# Sir Vape April Fool's Day Sale



## Sir Vape (31/3/17)

Join us this Saturday for our April Fool's Day Sale  Starts at 9:00am sharp. Items will be loaded into the sale tab during the course of today but will only get discounted on the day. Sale will be available to our in-store and online customers as well. If you are in the area make sure you pop in. New juices have arrived and we have a bunch of pre-release juices for you guys to test

Reactions: Like 4


----------



## Yagya (31/3/17)

its a bad 1 this..
on my birthday


----------



## Stosta (31/3/17)

Looking forward to seeing what comes up!


----------



## Yagya (31/3/17)

also waiting..need to get me a birthday present from myself.


----------



## blujeenz (31/3/17)

Im foolishly hoping the SXK BB will make it onto the sale list.

Reactions: Funny 1


----------



## Sir Vape (31/3/17)

Some items have been loaded into the April Fools tab but the sale price will only reflect tomorrow at 9:00am

Reactions: Thanks 1


----------



## Anneries (31/3/17)

Sir Vape said:


> Some items have been loaded



does that mean that more items might make it in tomorrow at 9am? Or is that the list? I will have to keep my browswers shut for the day, or everyone should do me a solid and buy everything before I get to the site.

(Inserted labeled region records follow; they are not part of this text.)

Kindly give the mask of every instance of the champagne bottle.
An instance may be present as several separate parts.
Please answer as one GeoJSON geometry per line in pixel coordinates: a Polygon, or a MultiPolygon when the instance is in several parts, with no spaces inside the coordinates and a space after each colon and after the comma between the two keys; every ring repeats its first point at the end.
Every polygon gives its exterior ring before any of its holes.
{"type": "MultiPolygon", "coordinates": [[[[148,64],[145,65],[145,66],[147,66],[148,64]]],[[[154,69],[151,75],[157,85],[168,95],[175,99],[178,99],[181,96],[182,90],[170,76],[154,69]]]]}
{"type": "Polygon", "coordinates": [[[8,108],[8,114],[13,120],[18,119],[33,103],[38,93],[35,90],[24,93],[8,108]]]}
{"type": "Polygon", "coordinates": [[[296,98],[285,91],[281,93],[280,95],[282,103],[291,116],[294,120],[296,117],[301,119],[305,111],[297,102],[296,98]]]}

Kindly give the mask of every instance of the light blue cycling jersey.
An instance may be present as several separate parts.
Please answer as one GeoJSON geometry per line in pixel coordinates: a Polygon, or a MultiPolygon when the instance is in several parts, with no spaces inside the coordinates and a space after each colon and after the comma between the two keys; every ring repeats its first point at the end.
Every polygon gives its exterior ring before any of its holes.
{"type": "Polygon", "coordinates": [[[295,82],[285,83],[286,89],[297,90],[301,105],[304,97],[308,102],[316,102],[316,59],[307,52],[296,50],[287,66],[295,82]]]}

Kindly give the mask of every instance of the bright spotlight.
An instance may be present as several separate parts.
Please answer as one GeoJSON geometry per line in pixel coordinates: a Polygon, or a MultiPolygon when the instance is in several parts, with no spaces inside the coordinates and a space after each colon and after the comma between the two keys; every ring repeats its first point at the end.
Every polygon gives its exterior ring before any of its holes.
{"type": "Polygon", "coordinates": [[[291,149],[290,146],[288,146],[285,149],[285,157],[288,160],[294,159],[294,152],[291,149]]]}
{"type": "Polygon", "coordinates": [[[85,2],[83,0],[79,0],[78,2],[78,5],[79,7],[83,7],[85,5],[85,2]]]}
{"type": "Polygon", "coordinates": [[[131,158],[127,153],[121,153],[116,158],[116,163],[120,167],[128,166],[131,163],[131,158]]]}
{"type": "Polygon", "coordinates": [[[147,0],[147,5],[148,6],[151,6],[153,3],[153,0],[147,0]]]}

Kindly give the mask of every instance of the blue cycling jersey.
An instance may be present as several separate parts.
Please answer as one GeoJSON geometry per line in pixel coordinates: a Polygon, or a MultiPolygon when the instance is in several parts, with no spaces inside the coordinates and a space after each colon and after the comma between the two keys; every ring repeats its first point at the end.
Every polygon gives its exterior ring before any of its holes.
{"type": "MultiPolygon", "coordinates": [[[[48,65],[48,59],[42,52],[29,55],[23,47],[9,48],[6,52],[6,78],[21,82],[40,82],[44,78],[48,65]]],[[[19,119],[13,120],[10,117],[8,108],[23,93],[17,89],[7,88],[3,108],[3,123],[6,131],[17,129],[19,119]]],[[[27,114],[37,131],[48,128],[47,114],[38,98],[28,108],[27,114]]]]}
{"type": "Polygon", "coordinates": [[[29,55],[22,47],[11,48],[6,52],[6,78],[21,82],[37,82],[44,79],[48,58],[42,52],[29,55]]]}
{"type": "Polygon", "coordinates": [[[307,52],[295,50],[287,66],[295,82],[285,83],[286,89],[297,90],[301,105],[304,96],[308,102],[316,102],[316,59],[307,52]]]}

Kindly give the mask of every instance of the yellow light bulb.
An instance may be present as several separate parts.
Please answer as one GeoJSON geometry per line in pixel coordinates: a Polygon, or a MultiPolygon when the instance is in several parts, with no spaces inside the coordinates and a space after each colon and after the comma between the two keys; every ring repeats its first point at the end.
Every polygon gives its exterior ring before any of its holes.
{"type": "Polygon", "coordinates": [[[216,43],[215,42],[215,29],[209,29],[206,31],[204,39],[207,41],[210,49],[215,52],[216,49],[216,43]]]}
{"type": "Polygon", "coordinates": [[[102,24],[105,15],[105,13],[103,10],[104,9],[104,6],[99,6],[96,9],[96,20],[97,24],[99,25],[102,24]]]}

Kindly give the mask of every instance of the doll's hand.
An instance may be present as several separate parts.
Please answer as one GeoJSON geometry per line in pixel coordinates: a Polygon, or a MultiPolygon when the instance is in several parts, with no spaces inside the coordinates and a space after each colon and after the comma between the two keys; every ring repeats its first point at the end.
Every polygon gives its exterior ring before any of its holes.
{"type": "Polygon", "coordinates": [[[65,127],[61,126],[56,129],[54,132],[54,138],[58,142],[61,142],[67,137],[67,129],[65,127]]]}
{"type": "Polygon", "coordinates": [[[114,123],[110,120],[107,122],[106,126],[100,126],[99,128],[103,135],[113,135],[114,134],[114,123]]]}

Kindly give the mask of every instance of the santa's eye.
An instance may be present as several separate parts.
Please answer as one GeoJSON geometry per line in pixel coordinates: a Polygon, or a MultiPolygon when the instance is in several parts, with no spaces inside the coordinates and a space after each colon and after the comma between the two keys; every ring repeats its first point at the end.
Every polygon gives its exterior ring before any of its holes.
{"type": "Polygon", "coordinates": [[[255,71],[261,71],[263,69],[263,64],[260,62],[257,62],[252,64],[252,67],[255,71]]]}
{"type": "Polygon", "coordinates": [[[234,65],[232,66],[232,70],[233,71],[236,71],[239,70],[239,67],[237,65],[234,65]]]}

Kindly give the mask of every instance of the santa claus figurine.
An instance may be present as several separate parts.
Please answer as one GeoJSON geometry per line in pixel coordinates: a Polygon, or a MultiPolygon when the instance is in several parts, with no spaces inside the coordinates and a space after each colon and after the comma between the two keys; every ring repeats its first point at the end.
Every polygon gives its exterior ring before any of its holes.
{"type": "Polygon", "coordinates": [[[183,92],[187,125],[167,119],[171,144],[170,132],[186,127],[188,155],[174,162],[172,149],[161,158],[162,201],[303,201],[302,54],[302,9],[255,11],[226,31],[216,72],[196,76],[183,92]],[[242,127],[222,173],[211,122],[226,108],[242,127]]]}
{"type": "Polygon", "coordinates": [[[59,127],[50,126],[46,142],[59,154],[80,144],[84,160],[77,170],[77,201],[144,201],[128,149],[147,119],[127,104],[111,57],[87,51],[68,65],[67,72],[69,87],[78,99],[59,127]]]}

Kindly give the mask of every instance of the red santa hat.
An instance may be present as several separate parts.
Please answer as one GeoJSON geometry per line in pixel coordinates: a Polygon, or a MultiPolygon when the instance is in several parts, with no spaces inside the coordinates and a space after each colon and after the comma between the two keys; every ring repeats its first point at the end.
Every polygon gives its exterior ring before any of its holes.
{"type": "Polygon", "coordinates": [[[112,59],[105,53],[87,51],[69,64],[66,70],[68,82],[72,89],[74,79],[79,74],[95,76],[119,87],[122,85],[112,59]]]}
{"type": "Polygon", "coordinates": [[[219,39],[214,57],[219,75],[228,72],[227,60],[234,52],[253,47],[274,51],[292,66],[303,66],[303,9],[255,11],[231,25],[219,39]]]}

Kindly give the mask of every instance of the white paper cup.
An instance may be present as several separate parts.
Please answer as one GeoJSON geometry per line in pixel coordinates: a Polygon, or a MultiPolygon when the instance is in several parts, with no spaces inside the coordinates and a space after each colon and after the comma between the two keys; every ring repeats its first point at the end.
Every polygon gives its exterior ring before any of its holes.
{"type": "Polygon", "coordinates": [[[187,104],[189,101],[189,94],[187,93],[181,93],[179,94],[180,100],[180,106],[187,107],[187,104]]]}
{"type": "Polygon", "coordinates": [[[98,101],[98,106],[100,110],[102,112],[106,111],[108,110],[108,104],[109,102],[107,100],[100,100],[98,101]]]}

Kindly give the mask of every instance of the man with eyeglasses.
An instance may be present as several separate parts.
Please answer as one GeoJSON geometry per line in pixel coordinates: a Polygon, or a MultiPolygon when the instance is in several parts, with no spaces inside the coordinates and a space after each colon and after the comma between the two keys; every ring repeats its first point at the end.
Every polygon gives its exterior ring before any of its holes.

This is not the month to be looking at specials.

Reactions: Can relate 1


----------



## boxerulez (1/4/17)

F5 F5

https://www.sirvape.co.za/collections/deal-of-the-day

404 PAGE NOT FOUND 


April Fools are we?


----------



## daniel craig (1/4/17)

boxerulez said:


> F5 F5
> 
> https://www.sirvape.co.za/collections/deal-of-the-day
> 
> ...


It's working now


----------



## blujeenz (1/4/17)

boxerulez said:


> F5 F5
> 
> https://www.sirvape.co.za/collections/deal-of-the-day
> 
> ...


Same thing happened to me cos I bookmarked yesterday.
new link https://www.sirvape.co.za/collections/deal-of-the-day?sort_by=price-descending


----------



## incredible_hullk (1/4/17)

This right here is insane

Reactions: Like 1 | Agree 1


----------



## boxerulez (1/4/17)

oooH JUST BAGGED an LP and TM on sale

Reactions: Like 2


----------



## incredible_hullk (1/4/17)

boxerulez said:


> oooH JUST BAGGED an LP and TM on sale


That lp at R599 is a killer deal!

Reactions: Like 1 | Agree 1


----------



## Riaz (1/4/17)

boxerulez said:


> F5 F5
> 
> https://www.sirvape.co.za/collections/deal-of-the-day
> 
> ...


https://www.sirvape.co.za/collections/deal-of-the-day?page=1

You were on the wrong page

Reactions: Thanks 1


----------



## umzungu (1/4/17)

Added an lp to the collection!

Sent from my SM-G935F using Tapatalk

Reactions: Like 1


----------